Any progress on this? I'm not sure if this has anything to do with polymorphic but that would be nice feature. So you could make a polymorphic Location class and then add a has_one to and class you need to have locations.
order by distance
#on your model def self.order_by_distance(latitude, longitude) #https://github.com/alexreisner/geocoder/blob/8c000fdf7ee7a8bac9b9bb17429e94d2b371f4da/lib/geocoder/stores/active_record.rb#L155 distance = distance_sql(latitude, longitude, order: "distance") near([latitude, longitude], 1000000, order: "(#{distance}) ASC") end
I haven't got access to an app with geocoder to test this at the moment but I thought I'd throw it out there incase someone else can check it.
I remembered about this issue and have recently used .select()
, .joins()
and .includes()
all together in the same ActiveRecord call, ie
Post.select('extra-fields-here').joins(:author).includes(:author)
so I thought someone might want to check if it could resolve the issue here as well since for me it seems to have given me the benefit of overriding select, joining tables and eager loading in one go.
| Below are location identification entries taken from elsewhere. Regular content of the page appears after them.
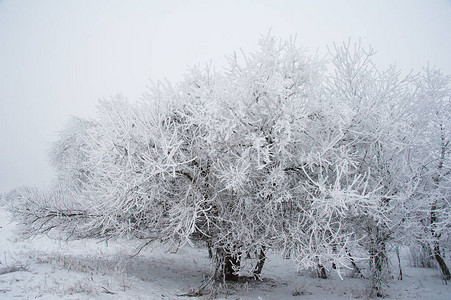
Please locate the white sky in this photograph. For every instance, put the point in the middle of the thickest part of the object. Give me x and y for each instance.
(57, 58)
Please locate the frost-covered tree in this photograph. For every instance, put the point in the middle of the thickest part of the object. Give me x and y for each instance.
(432, 162)
(68, 153)
(276, 152)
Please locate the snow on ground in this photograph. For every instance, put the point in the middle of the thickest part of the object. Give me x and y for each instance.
(49, 269)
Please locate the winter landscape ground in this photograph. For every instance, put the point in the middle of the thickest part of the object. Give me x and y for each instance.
(47, 269)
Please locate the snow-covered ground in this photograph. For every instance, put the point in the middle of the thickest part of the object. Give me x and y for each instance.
(48, 269)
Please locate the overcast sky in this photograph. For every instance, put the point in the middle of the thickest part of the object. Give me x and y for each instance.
(57, 58)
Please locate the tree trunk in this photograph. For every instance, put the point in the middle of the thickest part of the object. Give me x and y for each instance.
(354, 265)
(377, 261)
(399, 263)
(441, 262)
(261, 261)
(437, 252)
(226, 265)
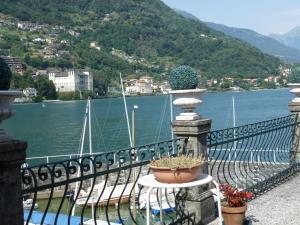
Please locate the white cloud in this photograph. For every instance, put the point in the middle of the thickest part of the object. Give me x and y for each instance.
(292, 12)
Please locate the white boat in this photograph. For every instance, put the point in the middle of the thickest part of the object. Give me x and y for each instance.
(27, 204)
(99, 222)
(111, 195)
(168, 201)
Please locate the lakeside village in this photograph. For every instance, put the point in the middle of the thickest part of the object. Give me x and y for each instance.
(76, 84)
(72, 84)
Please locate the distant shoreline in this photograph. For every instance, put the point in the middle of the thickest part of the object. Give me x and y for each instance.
(130, 96)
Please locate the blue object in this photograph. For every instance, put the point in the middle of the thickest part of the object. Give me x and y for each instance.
(36, 218)
(167, 210)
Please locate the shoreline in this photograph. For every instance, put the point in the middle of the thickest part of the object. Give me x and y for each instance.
(131, 96)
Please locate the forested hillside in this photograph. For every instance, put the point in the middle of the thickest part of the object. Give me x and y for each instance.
(131, 36)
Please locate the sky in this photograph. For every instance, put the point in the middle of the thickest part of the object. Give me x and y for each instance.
(262, 16)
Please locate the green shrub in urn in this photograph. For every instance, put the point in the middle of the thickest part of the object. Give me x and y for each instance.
(294, 76)
(5, 75)
(183, 77)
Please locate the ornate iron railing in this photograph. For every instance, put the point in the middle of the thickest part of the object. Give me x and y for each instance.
(101, 187)
(255, 156)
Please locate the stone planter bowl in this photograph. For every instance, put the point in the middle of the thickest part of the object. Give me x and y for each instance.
(178, 175)
(187, 100)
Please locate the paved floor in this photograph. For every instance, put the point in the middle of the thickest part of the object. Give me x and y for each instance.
(280, 206)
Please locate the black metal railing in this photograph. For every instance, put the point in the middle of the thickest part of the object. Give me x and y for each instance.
(256, 156)
(96, 189)
(102, 188)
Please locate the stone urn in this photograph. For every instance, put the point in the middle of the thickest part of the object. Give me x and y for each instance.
(295, 89)
(187, 100)
(6, 110)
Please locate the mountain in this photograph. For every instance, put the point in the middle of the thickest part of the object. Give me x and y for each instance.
(131, 36)
(264, 43)
(291, 38)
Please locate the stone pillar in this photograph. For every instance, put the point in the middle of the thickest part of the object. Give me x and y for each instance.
(198, 202)
(294, 107)
(12, 156)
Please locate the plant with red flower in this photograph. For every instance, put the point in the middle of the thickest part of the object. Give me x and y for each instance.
(235, 197)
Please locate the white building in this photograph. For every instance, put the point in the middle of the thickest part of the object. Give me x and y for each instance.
(72, 80)
(138, 87)
(30, 92)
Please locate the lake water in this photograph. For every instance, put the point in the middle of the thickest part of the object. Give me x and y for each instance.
(56, 128)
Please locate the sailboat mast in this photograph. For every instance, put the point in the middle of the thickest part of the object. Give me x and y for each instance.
(126, 111)
(91, 150)
(81, 150)
(233, 111)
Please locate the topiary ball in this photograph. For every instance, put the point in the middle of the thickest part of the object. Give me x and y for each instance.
(5, 75)
(182, 78)
(294, 76)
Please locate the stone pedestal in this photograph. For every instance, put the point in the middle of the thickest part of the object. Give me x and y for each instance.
(12, 156)
(197, 203)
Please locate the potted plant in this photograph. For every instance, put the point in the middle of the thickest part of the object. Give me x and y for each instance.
(235, 205)
(179, 169)
(184, 81)
(6, 97)
(294, 83)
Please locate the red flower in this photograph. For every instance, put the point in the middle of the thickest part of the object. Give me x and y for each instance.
(235, 197)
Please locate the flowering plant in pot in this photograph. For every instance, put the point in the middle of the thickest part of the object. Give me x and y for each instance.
(6, 97)
(184, 81)
(179, 169)
(235, 205)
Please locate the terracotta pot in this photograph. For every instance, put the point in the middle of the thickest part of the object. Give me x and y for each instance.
(233, 215)
(179, 175)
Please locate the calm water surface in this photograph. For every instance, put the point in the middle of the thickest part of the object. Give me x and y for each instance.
(56, 128)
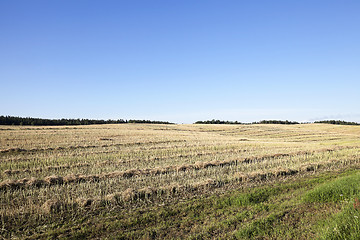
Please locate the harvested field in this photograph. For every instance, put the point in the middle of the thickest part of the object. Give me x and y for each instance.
(52, 173)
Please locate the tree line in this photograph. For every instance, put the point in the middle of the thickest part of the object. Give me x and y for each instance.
(10, 120)
(236, 122)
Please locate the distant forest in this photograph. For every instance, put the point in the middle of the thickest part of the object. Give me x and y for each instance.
(9, 120)
(338, 122)
(236, 122)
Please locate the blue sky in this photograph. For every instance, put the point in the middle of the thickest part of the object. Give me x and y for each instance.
(180, 61)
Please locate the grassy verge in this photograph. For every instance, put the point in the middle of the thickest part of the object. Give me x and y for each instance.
(304, 208)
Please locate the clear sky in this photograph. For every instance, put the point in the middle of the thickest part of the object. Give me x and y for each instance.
(180, 61)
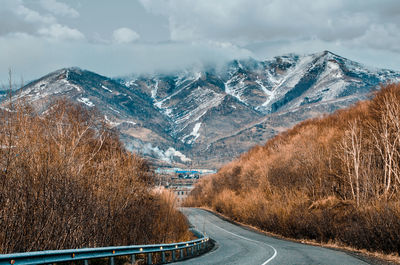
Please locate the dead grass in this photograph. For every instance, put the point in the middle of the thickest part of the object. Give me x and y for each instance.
(330, 179)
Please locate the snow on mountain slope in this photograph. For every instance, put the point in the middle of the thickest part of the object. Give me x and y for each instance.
(212, 115)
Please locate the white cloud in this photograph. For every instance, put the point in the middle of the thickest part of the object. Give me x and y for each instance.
(59, 8)
(243, 21)
(125, 35)
(60, 32)
(32, 16)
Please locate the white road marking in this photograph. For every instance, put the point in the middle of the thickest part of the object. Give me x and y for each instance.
(251, 240)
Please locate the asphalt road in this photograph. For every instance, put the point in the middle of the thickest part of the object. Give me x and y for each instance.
(237, 245)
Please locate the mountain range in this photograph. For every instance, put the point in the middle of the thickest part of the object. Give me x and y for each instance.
(207, 117)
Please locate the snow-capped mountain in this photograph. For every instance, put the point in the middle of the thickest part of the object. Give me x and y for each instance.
(210, 116)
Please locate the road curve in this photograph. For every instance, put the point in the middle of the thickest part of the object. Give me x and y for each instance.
(237, 245)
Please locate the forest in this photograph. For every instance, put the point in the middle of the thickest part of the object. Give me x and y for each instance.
(333, 179)
(66, 181)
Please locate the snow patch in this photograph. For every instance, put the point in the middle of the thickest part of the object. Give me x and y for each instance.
(86, 101)
(106, 88)
(154, 90)
(114, 110)
(195, 133)
(110, 122)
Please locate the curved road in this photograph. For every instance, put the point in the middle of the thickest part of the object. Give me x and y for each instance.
(237, 245)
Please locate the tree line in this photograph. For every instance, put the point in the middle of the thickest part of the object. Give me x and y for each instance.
(66, 181)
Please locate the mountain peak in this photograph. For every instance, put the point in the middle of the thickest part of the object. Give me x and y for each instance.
(203, 113)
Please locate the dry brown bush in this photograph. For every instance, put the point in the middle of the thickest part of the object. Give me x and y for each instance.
(330, 179)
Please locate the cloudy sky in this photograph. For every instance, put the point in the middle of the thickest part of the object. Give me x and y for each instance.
(136, 36)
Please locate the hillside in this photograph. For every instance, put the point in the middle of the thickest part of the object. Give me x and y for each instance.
(207, 117)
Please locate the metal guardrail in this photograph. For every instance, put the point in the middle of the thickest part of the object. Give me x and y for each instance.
(192, 248)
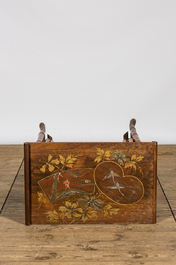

I'm not sure if it worked by fluke or design but it has worked in my case, although unrelated to geocoder, and I'd be interested to know if it helps here.
Disregard my comment above. Although it allows me to include extra fields in the .select()
to use for ordering the results they are not callable in the view so if distance was included in the select the view would not be able to output it.
You could try .joins(:categories).preload(:categories)
http://api.rubyonrails.org/classes/ActiveRecord/QueryMethods.html#method-i-preload
Thanks @amnesia7 , it works, though it sucks in terms of performance (N+1 problem).
@rubyconvict maybe try .joins(:categories).eager_load(:categories)
instead.
No, I tried, this one is not any better (N+1) and I have one search scenario where it causes "ERROR: PG::Error: ERROR: column "distance" does not exist".